Re: Allow multiple GP misses before Panic

Chao Zhou <chaozhou1018@xxxxxxxxx> · Thu, 13 Aug 2020 14:57:20 -0700

Thanks Paul, please see inline @chao.

On Thu, Aug 13, 2020 at 2:21 PM Paul E. McKenney <paulmck@xxxxxxxxxx> wrote:
>
> On Thu, Aug 13, 2020 at 11:50:47AM -0700, Chao Zhou wrote:
> > Thanks Paul for the insights!
> >
> > I studied the 3 options and think that #1+#3 offers both flexibility
> > to users and coverage of boundary user cases.
> >
> > For example, as an user of RCU, we want the warnings to be spilled at
> > the default 21 seconds so that we know such events are happening. At
> > the same time, we want Panic to happen if the stall is long enough to
> > significantly affect available system memory on our system.
>
> OK, good, you want to panic only on long stalls, not on multiple short
> stalls.  Makes sense!
>
> By the way, the short stalls sometimes indicate bugs that should
> be fixed.  For example, there might be a long loop in the kernel
> that needs an added cond_resched().  Fixing those would make your
> systems less noisy.
>
> I am not asking you to do anything I don't do myself:
>
> 0a3b3c253a1e ("mm/mmap.c: Add cond_resched() for exit_mmap() CPU stalls")
> 9f47eb5461aa ("fs/btrfs: Add cond_resched() for try_release_extent_mapping() stalls")

@chao: Yes exactly, any stall will warn, that is why I want to add
miss statistics.
but mostly it is long stalls that hold on to Read Copy and detriment
system's capability to a point that we have to Panic :) .

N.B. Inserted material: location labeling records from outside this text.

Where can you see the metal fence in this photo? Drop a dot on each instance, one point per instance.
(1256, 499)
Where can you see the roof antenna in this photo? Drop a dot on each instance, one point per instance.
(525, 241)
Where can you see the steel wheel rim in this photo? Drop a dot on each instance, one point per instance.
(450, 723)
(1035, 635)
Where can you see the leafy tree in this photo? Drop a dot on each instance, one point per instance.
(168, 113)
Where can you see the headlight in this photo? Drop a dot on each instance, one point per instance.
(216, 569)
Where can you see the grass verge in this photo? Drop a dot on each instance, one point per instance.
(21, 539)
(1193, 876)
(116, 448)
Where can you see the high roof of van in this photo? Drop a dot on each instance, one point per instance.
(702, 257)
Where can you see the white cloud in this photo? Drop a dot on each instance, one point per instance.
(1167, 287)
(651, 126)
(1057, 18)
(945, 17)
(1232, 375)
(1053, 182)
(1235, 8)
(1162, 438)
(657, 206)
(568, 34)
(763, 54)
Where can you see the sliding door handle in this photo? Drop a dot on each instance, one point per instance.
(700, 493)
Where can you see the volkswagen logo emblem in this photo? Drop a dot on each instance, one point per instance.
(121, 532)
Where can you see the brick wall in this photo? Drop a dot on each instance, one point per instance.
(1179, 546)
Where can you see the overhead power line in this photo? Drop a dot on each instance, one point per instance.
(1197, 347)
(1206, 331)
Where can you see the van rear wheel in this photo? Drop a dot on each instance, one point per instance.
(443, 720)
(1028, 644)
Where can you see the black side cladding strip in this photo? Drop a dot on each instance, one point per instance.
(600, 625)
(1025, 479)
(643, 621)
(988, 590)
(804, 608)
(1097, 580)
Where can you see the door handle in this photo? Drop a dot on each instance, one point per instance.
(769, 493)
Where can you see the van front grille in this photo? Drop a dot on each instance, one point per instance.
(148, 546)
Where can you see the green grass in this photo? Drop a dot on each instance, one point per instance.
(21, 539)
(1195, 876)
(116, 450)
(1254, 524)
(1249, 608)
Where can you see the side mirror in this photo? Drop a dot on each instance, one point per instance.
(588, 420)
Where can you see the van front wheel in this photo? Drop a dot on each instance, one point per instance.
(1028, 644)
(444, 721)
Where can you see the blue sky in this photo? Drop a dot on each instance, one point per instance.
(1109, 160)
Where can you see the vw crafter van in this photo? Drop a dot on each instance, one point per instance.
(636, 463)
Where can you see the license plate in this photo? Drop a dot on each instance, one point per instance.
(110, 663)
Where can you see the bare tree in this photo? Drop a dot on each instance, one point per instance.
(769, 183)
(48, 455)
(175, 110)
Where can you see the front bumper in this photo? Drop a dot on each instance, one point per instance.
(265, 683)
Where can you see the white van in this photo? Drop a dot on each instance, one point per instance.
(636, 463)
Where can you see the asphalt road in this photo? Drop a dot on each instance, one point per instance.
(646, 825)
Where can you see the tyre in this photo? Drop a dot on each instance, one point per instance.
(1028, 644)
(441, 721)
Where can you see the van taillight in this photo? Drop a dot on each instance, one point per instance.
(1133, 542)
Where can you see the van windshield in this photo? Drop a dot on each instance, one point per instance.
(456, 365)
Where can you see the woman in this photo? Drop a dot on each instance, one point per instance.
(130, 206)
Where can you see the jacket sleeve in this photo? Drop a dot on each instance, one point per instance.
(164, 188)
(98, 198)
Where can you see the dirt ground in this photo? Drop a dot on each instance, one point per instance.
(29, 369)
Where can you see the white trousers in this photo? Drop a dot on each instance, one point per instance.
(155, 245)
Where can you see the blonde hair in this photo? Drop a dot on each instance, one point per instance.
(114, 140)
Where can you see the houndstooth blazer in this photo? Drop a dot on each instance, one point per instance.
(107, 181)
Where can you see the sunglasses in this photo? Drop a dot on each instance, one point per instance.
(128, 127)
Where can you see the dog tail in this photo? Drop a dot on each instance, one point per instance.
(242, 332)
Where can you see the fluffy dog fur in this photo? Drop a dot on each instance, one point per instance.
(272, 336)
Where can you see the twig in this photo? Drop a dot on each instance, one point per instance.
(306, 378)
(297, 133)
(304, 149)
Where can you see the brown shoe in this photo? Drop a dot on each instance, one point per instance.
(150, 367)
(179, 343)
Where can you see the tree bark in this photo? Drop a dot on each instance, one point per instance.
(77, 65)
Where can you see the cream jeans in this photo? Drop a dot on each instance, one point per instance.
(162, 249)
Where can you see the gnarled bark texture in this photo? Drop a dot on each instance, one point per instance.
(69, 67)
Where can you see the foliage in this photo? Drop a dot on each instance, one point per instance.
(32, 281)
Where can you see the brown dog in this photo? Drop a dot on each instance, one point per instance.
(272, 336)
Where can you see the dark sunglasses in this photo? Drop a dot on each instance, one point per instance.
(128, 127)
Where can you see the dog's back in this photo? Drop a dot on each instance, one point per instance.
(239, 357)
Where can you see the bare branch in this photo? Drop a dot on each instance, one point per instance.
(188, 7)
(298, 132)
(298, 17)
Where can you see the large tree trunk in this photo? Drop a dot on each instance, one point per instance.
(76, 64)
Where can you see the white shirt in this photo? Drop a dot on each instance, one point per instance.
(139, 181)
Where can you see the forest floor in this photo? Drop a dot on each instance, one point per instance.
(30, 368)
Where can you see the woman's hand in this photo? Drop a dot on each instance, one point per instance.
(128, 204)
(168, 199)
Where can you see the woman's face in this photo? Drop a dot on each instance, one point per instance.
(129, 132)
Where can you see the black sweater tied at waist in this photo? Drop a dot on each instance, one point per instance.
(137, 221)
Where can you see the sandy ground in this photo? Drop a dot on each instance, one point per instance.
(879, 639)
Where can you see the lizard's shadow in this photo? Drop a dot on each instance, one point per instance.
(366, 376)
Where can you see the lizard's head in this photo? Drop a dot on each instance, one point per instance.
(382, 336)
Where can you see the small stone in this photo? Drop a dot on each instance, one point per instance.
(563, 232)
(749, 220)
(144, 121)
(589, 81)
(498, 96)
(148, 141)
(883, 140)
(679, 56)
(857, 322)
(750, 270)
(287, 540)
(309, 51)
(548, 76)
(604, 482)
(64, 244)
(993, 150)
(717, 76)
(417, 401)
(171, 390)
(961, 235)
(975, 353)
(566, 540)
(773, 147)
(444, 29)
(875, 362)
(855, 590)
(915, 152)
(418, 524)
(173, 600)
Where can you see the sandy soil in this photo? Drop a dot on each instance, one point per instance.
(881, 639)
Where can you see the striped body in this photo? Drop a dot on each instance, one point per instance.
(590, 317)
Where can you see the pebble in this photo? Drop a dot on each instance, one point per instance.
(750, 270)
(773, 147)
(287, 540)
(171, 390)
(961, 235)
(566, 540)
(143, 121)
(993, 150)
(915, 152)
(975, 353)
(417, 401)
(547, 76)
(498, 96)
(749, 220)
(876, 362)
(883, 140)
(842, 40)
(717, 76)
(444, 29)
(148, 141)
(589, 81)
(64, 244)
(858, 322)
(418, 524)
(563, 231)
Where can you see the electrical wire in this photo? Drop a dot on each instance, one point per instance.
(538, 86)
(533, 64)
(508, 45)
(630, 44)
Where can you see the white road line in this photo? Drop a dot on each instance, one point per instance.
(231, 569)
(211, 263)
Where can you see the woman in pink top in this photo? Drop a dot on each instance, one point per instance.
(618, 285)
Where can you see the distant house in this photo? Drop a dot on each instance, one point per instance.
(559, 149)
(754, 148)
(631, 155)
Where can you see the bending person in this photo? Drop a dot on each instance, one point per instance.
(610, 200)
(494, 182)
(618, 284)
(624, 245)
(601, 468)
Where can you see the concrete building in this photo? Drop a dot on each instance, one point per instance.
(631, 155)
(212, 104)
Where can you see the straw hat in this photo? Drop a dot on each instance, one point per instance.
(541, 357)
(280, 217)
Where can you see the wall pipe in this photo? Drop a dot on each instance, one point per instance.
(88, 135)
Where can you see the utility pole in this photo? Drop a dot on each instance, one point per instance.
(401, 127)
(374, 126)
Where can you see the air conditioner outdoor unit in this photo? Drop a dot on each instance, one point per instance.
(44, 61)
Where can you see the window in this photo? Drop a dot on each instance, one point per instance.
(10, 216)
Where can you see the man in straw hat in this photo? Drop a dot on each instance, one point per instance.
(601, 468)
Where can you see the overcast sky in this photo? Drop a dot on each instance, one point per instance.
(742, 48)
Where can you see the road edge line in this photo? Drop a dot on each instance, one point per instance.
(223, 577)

cond_resched is exactly the API I am asking my team to do as one of
the ways to fix some of the stallers. Feel honored that we are on same
page.

>
> > Here is the plan based on our discussion, please advise if not inline
> > with the idea:
> > 1. modify panic_on_rcu_stall to be the maximum number of consecutive
> > warnings to trigger Panic.
> >     1) change its name to max_rcu_stall_to_panic,
>
> This change would make sense were it not for the possibility that there
> are lots of existing "panic_on_rcu_stall" instances in scripts, boot
> parameters, and so on.  We need the old name for compatibility, and with
> "0" and "1" having the same meanings as before.  We -can- use other
> numbers because those other numbers were not legal before.
>
> So we don't get to change the name.

@chao: Thanks that is why I post a follow up email about this to get
your advice. It is public API, better find another way.

>
> >     2) default value to 1, which is the same behavior as today's.
>
> The default value must be zero, which needs to mean "don't ever panic".
> Setting the value to "1" must mean "panic after the very first RCU CPU
> stall warning.  Other values can have other meanings.
>
> But you could use the existing panic_on_rcu_stall to be (say) the number
> of stall-warning messages that will be tolerated in a given grace period
> before panicking.
>
> Then you could create a new panic_on_rcu_stall_age or similar that
> does the time-based panicking.

@chao: good suggestions, will use in the patch.

>
> Either way, people currently using panic_on_rcu_stall need to be able
> to continue using panic_on_rcu_stall exactly as they are without seeing
> any change in behavior.  We don't break users if we have a choice,
> and here we really do have a choice.  So we don't break users.
>

@chao: sure will do. Also learning the best practices.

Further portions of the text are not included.